As the Soviet Union disintegrated between 1989 and 1991, Hungary conducted their first free parliamentary election in May 1990. During this period U.S. government officials explored options to minimize instability and encourage democratic governments in the former Soviet bloc nations, thus creating one of the initial pairings of a state with a nation. This provided a unique partnership, capacity-building capability to the combatant commanders and the U.S. Ambassador to Hungary. In doing so Ohio supports the United States national interests and security cooperation goals by engaging with Hungary via military, socio-political and economic conduits at the local, state and national levels.
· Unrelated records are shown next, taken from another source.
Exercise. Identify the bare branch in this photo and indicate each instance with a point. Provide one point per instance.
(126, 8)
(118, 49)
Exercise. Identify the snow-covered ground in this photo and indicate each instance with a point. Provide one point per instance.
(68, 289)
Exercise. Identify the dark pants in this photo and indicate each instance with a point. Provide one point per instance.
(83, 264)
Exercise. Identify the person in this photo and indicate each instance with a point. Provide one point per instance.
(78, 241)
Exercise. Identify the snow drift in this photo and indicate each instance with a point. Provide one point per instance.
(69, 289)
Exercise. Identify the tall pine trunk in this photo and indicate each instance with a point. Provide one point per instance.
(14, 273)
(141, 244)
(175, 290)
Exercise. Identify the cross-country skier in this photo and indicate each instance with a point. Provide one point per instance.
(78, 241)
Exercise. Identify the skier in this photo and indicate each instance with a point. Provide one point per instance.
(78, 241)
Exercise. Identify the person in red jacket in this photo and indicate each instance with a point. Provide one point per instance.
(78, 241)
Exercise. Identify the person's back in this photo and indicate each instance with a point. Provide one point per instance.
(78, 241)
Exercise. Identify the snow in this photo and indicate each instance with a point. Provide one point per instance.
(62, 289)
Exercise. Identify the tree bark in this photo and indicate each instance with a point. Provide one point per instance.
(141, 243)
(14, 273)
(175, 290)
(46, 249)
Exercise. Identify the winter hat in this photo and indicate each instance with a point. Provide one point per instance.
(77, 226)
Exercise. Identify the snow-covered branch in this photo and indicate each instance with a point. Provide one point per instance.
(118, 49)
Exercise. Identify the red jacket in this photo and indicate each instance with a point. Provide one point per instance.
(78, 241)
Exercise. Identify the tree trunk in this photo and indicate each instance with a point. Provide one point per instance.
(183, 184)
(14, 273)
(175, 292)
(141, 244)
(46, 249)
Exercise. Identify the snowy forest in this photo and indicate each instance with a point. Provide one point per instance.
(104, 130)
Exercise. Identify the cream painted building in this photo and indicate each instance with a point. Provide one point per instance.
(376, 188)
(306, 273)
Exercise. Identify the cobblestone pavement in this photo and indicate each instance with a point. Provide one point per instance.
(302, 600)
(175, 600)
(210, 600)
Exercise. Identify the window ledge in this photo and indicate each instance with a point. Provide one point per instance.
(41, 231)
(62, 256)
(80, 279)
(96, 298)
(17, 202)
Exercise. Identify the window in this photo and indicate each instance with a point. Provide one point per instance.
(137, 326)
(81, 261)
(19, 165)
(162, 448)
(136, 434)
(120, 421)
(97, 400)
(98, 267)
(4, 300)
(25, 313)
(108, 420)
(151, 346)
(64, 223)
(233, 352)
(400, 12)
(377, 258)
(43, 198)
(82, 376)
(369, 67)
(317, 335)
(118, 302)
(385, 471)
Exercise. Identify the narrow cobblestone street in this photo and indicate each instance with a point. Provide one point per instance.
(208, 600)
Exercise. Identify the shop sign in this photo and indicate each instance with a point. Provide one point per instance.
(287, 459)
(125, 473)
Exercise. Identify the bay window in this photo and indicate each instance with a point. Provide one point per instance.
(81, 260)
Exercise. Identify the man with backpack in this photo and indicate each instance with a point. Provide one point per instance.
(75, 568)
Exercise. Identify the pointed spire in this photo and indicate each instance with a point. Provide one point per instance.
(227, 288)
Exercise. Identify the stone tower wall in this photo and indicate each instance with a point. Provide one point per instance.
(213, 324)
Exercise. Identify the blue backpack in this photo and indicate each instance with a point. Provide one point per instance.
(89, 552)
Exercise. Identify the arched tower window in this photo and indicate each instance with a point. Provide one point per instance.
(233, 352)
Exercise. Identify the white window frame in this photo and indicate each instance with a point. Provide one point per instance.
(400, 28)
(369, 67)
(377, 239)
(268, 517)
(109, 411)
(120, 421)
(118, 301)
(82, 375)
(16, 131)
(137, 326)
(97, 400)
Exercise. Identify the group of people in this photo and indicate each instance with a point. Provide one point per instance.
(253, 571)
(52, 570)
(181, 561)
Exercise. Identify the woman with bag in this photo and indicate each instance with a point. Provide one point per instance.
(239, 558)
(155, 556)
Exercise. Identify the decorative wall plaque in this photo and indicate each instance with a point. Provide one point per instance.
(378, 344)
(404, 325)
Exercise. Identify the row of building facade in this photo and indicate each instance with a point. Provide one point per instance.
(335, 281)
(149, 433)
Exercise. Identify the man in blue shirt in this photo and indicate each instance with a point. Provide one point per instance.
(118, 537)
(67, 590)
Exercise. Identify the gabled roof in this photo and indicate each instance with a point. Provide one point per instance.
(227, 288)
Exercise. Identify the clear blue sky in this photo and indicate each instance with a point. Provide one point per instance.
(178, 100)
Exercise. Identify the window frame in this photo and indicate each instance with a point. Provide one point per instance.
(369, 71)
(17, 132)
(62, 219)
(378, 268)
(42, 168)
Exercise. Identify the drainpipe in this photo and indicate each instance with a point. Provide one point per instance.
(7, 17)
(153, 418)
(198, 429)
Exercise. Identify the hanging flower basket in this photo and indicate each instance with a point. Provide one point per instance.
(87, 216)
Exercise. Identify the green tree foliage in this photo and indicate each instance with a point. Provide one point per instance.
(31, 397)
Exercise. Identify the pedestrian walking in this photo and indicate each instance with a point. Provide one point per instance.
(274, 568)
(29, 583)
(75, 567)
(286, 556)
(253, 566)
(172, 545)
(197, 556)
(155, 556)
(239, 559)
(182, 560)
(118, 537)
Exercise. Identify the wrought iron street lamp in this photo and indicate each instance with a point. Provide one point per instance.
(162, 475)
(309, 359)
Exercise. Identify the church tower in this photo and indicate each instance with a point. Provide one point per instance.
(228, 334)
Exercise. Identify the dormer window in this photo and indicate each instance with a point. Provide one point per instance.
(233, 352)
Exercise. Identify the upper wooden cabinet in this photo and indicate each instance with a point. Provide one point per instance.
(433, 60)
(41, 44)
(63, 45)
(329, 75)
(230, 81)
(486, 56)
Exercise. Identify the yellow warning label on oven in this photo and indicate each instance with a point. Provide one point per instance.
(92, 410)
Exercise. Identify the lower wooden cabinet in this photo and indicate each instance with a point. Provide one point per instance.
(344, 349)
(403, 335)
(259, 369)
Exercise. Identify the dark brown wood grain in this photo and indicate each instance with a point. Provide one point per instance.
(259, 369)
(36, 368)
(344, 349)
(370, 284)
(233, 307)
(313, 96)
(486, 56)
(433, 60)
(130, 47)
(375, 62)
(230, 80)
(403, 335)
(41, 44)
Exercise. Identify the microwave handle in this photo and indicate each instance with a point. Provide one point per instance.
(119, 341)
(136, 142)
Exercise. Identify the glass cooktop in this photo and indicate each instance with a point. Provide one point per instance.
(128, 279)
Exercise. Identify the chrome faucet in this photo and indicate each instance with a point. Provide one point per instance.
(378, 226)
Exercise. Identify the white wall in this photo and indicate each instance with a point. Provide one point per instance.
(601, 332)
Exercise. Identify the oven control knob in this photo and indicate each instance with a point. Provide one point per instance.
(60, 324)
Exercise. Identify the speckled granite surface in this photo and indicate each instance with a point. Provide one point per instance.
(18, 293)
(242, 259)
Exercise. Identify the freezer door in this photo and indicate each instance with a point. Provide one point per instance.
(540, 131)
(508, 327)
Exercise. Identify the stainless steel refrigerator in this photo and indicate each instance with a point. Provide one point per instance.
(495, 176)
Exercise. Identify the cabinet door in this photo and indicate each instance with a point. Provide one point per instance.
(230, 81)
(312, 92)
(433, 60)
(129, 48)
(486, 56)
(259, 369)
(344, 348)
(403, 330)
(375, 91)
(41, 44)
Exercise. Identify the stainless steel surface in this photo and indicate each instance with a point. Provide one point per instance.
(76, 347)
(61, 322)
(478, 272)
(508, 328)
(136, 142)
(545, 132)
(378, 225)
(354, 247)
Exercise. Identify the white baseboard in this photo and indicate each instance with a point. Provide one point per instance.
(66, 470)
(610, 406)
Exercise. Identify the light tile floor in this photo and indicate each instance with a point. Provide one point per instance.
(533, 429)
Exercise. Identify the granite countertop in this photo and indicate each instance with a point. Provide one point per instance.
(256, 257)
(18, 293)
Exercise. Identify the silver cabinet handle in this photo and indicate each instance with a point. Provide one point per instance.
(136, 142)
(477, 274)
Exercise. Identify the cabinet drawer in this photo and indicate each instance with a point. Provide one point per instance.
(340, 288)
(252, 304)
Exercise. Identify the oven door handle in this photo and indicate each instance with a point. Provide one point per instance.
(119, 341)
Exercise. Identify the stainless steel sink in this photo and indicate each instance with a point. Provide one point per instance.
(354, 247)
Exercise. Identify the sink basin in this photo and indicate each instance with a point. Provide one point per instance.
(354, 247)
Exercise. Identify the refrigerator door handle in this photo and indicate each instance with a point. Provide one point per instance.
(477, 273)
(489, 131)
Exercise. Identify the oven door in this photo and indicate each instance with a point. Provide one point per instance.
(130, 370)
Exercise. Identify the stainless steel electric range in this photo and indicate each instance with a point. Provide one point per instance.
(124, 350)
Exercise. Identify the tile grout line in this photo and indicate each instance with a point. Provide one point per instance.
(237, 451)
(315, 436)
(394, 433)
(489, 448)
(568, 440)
One of the key measurements of success for this partnership is the progress that was accomplished beyond events that only demonstrated basic capabilities and equipment. One of the original goals that Ohio has accomplished was the establishment of a genuine, ongoing, personal relationship(s) that developed between Ohio National Guard units and individual soldiers/airman. This has promoted and fostered the exchange of ideas and experiences which has assisted Hungary in accomplishing:

Events in 2012 included a TAG Visit, a Recruiting and Recruiting Seminar, Consequence Management, Disaster Response/Crisis Management Planning, Medical Support to Deployed Forces, Helicopter Air Support Operations, and a Logistics Information Exchange.

==Partnership focus==
Ohio and Hungary intend to capitalize on their decades-long relationship while continuing high level engagements that will assist Hungary's support to NATO commitments and a willing partner in global engagements.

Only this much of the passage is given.